Newly appointed Chief Executive Officer James Li, flanked by representatives from partners Qualcomm Inc. and Alphabet Inc.’s Google, set out the company’s plan at the mobile industry’s biggest gathering in Barcelona on Sunday. Honor didn’t specify what it will spend the money on, apart from saying it’ll collaborate with global supply chain and carrier partners, like Orange and Telefonica, to co-create “a new paradigm for AI devices in the agentic AI era.”

Honor joins a rush toward AI across industries, which has been especially pronounced in China following the breakthrough debut of DeepSeek’s reasoning chatbot. The country’s major internet companies, from Alibaba Group Holding Ltd. to Tencent Holdings Ltd., have accelerated updates to their AI models and started measuring themselves against the startup’s software. Honor aims to play a role in the contest for users by taking the device as its starting point.

The company’s approach is also distinctive for its close collaboration with US partners. Honor works with Google Cloud on the development of its AI agent and is integrating Google’s Gemini deeply into its phone software.
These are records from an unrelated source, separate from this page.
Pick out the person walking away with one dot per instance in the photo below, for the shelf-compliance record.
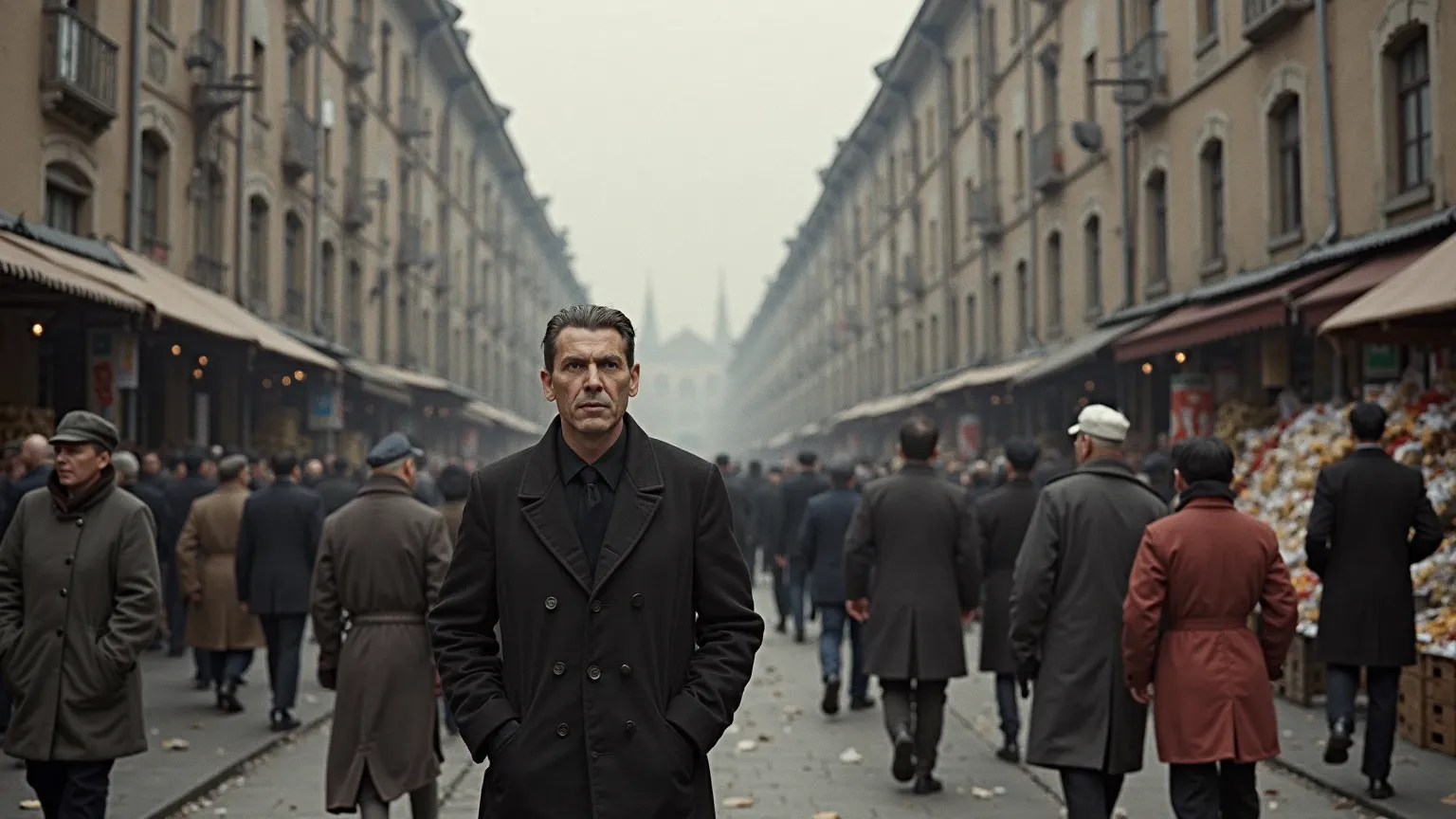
(79, 601)
(915, 532)
(1197, 577)
(1066, 617)
(1369, 522)
(1002, 519)
(382, 560)
(217, 626)
(277, 544)
(338, 487)
(624, 604)
(822, 547)
(796, 493)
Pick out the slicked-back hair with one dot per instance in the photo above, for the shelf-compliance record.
(587, 317)
(1203, 460)
(918, 439)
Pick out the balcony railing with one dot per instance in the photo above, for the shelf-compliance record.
(361, 48)
(1265, 19)
(300, 140)
(78, 72)
(1047, 160)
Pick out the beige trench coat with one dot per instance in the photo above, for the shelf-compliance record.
(79, 601)
(382, 560)
(207, 558)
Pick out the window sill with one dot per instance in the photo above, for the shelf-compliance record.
(1418, 195)
(1282, 242)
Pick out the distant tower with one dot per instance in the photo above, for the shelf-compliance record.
(646, 328)
(722, 338)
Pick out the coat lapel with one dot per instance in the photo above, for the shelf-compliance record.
(545, 509)
(637, 501)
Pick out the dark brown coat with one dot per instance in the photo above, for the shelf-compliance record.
(622, 675)
(79, 604)
(207, 554)
(382, 560)
(1198, 574)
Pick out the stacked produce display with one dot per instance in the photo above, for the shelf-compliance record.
(1276, 480)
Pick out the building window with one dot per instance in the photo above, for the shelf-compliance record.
(1092, 258)
(1157, 228)
(1287, 167)
(67, 198)
(1054, 284)
(1213, 201)
(1412, 98)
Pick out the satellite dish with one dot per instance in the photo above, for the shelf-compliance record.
(1088, 136)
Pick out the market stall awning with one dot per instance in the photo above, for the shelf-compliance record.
(1200, 324)
(1318, 305)
(1426, 286)
(21, 261)
(1079, 350)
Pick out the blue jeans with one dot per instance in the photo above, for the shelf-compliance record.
(831, 634)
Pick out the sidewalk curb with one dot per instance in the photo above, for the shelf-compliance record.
(1382, 810)
(173, 806)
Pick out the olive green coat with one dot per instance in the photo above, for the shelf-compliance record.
(79, 601)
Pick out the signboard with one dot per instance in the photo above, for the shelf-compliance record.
(1192, 410)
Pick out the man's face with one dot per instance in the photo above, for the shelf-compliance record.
(78, 464)
(590, 379)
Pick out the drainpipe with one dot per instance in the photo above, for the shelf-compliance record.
(1331, 178)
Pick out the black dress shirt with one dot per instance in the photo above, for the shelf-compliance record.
(592, 528)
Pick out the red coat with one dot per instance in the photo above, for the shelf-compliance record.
(1209, 566)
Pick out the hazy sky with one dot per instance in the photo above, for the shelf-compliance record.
(681, 137)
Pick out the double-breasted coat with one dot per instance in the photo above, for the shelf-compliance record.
(207, 555)
(915, 532)
(79, 602)
(1002, 519)
(382, 560)
(1066, 614)
(1197, 577)
(1369, 522)
(622, 675)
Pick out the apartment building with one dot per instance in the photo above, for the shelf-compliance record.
(1035, 176)
(337, 167)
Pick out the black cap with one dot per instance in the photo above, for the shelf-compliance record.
(81, 426)
(391, 449)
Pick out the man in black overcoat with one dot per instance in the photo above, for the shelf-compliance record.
(1371, 520)
(916, 532)
(1002, 519)
(608, 560)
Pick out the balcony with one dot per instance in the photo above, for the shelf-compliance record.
(1145, 70)
(1047, 159)
(410, 246)
(1265, 19)
(360, 59)
(986, 210)
(300, 140)
(78, 72)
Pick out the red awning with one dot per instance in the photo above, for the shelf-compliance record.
(1200, 324)
(1325, 300)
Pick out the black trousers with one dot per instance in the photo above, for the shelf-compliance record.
(70, 791)
(1089, 794)
(1213, 791)
(284, 637)
(1383, 693)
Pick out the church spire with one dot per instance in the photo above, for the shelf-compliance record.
(646, 328)
(721, 336)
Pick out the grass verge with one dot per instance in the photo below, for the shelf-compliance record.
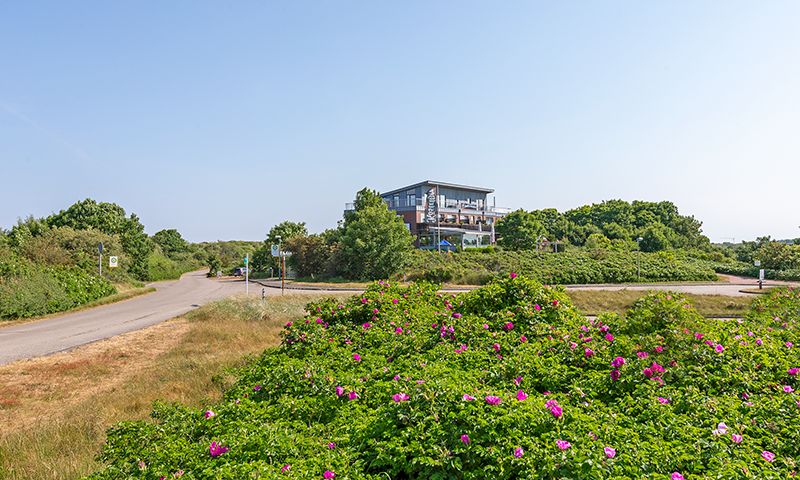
(55, 410)
(593, 302)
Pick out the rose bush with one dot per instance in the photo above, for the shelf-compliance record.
(506, 382)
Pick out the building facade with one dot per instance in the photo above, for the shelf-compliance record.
(447, 216)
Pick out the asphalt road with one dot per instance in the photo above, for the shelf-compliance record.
(64, 332)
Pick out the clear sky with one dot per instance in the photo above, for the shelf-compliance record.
(224, 118)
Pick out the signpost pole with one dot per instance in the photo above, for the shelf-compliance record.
(100, 260)
(438, 224)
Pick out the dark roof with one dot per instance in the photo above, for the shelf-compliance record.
(440, 184)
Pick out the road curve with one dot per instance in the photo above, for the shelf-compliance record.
(70, 330)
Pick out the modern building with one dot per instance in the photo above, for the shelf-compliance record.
(447, 216)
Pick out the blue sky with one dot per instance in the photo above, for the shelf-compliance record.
(224, 119)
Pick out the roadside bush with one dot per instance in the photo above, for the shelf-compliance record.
(570, 267)
(30, 291)
(409, 383)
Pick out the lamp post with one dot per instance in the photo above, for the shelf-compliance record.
(638, 259)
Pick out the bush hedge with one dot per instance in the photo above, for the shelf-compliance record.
(505, 382)
(29, 290)
(571, 267)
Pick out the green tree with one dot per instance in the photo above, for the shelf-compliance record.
(375, 242)
(171, 242)
(282, 234)
(654, 239)
(519, 230)
(310, 255)
(111, 219)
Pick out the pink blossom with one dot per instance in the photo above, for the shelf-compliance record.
(400, 397)
(493, 400)
(216, 449)
(554, 408)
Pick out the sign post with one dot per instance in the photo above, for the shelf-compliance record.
(100, 260)
(247, 274)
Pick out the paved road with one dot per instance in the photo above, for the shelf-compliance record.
(70, 330)
(731, 287)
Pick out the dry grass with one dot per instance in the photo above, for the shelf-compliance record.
(54, 410)
(592, 302)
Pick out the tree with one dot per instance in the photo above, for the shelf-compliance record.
(281, 234)
(171, 242)
(519, 230)
(375, 242)
(310, 255)
(109, 218)
(654, 240)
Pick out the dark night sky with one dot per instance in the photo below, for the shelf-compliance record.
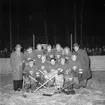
(27, 18)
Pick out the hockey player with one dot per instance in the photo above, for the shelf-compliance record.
(16, 61)
(76, 70)
(68, 77)
(58, 52)
(67, 54)
(38, 52)
(49, 53)
(30, 72)
(84, 60)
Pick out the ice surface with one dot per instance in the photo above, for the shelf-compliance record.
(94, 94)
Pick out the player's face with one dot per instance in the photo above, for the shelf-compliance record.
(30, 50)
(18, 49)
(49, 48)
(58, 47)
(43, 59)
(74, 57)
(31, 63)
(39, 47)
(66, 51)
(76, 48)
(62, 61)
(53, 62)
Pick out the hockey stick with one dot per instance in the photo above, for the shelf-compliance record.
(45, 82)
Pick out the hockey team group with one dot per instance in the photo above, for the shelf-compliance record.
(48, 66)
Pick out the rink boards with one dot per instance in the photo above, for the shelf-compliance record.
(97, 63)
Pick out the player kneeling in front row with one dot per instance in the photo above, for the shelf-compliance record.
(30, 81)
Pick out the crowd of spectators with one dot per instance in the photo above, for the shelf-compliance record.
(90, 51)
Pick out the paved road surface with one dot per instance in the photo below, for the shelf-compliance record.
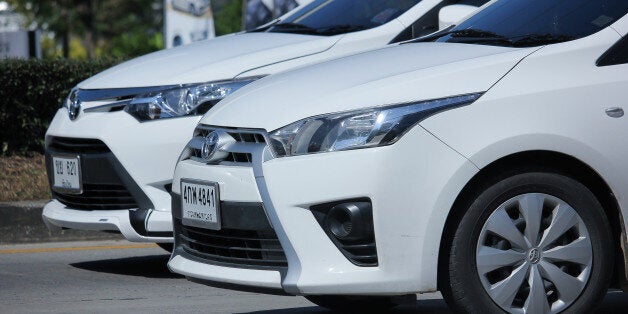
(118, 276)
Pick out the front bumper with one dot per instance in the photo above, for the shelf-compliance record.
(57, 215)
(411, 184)
(137, 161)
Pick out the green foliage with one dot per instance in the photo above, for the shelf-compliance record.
(99, 25)
(32, 92)
(228, 18)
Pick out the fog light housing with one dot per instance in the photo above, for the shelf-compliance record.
(349, 225)
(350, 221)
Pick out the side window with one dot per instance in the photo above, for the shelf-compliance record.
(428, 23)
(618, 54)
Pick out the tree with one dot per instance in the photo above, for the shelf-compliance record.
(227, 16)
(100, 24)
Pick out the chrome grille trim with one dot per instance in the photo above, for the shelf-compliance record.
(240, 152)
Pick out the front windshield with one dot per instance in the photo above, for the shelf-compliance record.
(332, 17)
(528, 23)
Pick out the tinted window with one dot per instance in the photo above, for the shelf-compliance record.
(330, 17)
(618, 54)
(537, 22)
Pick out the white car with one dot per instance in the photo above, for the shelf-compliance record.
(111, 150)
(489, 165)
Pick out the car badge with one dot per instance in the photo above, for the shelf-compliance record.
(75, 106)
(210, 145)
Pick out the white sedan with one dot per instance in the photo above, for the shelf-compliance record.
(111, 150)
(489, 165)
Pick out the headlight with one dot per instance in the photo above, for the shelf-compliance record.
(182, 101)
(358, 129)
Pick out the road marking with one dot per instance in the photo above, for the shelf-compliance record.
(80, 248)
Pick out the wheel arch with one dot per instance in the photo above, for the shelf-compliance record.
(545, 161)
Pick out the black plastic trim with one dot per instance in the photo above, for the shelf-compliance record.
(363, 260)
(616, 55)
(235, 216)
(100, 166)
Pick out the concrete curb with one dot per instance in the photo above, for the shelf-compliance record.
(20, 222)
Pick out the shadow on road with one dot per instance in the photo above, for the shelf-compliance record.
(613, 301)
(153, 266)
(422, 306)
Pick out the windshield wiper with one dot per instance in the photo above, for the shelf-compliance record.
(469, 35)
(340, 29)
(294, 28)
(540, 39)
(478, 35)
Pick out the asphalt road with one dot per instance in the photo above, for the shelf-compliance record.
(118, 276)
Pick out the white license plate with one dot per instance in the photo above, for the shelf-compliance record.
(200, 204)
(67, 174)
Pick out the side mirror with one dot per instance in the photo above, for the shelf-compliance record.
(452, 14)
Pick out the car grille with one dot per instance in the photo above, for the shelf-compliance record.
(102, 187)
(231, 246)
(238, 155)
(98, 197)
(78, 145)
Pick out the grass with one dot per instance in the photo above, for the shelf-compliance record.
(23, 178)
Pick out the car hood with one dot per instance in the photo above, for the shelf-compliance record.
(392, 75)
(221, 58)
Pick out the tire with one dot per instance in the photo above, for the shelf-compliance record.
(166, 246)
(353, 304)
(488, 271)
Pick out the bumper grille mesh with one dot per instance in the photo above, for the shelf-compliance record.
(234, 157)
(231, 246)
(78, 145)
(96, 195)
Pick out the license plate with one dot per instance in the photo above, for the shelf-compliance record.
(67, 174)
(200, 204)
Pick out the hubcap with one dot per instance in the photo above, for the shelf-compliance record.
(534, 254)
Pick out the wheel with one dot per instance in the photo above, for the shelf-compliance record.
(531, 243)
(353, 304)
(166, 246)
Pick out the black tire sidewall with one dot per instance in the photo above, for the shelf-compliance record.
(466, 288)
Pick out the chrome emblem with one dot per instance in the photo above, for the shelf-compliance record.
(75, 106)
(210, 145)
(534, 256)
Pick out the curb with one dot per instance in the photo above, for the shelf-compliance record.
(21, 222)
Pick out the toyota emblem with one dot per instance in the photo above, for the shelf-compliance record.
(210, 145)
(75, 106)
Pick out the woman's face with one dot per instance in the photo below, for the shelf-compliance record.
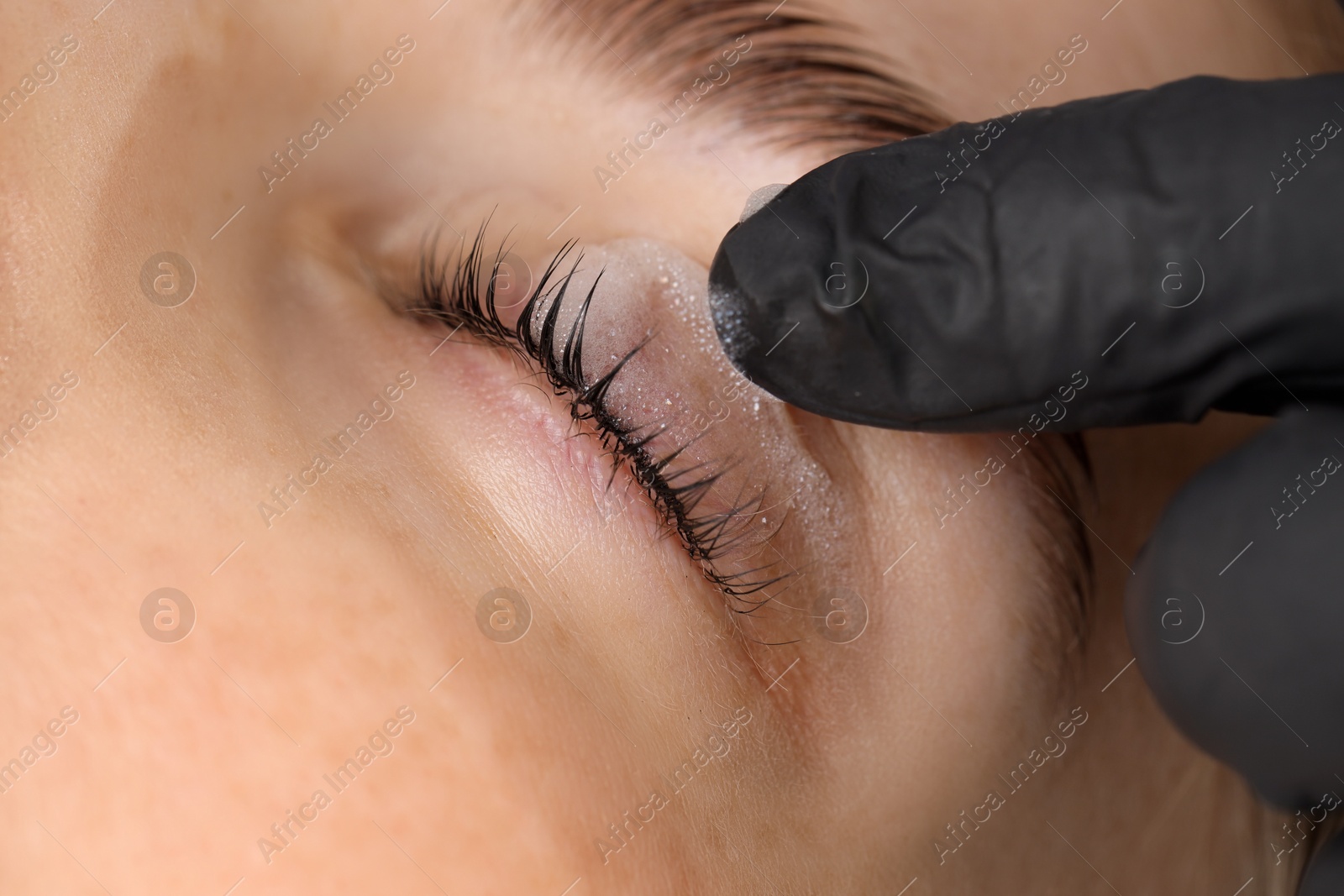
(443, 637)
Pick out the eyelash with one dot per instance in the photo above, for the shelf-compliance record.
(450, 293)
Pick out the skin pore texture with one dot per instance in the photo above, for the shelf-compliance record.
(753, 754)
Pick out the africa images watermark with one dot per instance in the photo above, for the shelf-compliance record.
(286, 495)
(1290, 506)
(45, 407)
(44, 745)
(44, 74)
(1294, 836)
(716, 747)
(717, 74)
(380, 73)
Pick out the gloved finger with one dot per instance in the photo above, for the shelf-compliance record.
(1236, 611)
(1173, 249)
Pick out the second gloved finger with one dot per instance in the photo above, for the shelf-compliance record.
(1236, 609)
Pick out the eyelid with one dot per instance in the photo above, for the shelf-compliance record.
(452, 293)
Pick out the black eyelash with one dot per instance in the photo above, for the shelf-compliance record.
(450, 293)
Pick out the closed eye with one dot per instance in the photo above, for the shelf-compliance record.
(459, 291)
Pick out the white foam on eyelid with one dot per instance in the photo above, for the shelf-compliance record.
(683, 379)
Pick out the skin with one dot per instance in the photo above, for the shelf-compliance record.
(362, 595)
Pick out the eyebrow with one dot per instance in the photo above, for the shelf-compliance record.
(803, 83)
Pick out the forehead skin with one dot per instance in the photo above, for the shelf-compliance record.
(313, 631)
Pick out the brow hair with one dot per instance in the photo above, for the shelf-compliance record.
(804, 82)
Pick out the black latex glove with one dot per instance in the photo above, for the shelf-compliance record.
(1126, 259)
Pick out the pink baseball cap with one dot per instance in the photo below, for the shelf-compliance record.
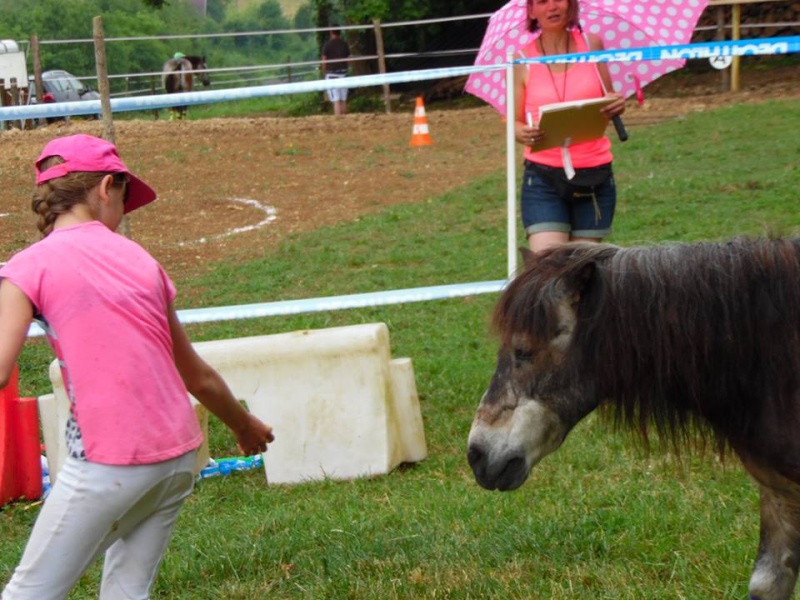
(91, 154)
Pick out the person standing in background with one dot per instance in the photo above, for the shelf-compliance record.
(557, 208)
(335, 51)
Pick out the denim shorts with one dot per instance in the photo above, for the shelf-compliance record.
(586, 215)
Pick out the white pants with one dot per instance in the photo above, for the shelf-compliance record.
(336, 95)
(128, 512)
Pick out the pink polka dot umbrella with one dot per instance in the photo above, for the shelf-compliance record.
(621, 24)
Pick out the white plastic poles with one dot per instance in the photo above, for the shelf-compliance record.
(511, 171)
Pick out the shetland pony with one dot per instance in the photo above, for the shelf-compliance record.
(178, 76)
(681, 339)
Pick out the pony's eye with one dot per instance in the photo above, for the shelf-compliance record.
(522, 356)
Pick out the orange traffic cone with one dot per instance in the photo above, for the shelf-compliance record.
(20, 461)
(421, 137)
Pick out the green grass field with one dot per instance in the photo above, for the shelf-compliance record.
(600, 519)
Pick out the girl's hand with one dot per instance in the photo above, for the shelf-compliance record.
(616, 108)
(254, 436)
(527, 135)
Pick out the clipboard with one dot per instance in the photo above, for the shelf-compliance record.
(577, 120)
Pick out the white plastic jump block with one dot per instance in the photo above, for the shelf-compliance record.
(339, 405)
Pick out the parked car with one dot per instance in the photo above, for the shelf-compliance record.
(60, 86)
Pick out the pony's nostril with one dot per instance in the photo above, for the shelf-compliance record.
(476, 457)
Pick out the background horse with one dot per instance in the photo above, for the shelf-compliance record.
(687, 339)
(178, 76)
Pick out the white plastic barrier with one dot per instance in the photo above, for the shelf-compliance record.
(340, 406)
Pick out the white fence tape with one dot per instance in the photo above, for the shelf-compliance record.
(757, 47)
(764, 46)
(309, 305)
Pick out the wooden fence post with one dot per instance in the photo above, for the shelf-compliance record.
(720, 36)
(3, 124)
(37, 74)
(736, 35)
(387, 101)
(105, 99)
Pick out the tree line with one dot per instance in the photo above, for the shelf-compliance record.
(72, 19)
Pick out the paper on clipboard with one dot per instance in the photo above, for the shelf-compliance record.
(578, 121)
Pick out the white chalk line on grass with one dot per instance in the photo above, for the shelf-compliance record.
(270, 212)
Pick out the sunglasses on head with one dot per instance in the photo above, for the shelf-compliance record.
(123, 180)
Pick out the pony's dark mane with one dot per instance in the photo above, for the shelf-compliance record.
(679, 336)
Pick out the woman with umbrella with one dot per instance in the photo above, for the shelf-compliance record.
(568, 193)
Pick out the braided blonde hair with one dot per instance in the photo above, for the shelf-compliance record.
(58, 196)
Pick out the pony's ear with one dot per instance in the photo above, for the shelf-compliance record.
(578, 281)
(527, 256)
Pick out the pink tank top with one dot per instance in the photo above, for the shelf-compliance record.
(580, 81)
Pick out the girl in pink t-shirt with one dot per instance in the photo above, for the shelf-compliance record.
(127, 363)
(557, 208)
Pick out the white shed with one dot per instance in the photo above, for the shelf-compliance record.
(13, 64)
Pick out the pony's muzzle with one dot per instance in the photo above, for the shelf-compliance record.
(505, 474)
At MWC, the company also introduced a Windows-powered AI PC in the MagicBook Pro 14, adding to its collaboration with Microsoft Corp.

Questions persist about the monetization potential of new AI technologies and chatbots, with several companies betting on the technology to primarily drive upgrades of hardware. Samsung Electronics Co. made a big push in that direction last year, alongside Apple Inc. with the launch of Apple Intelligence on the iPhone 16. Honor’s effort will have to measure up against those ventures as well as rising domestic competition in China.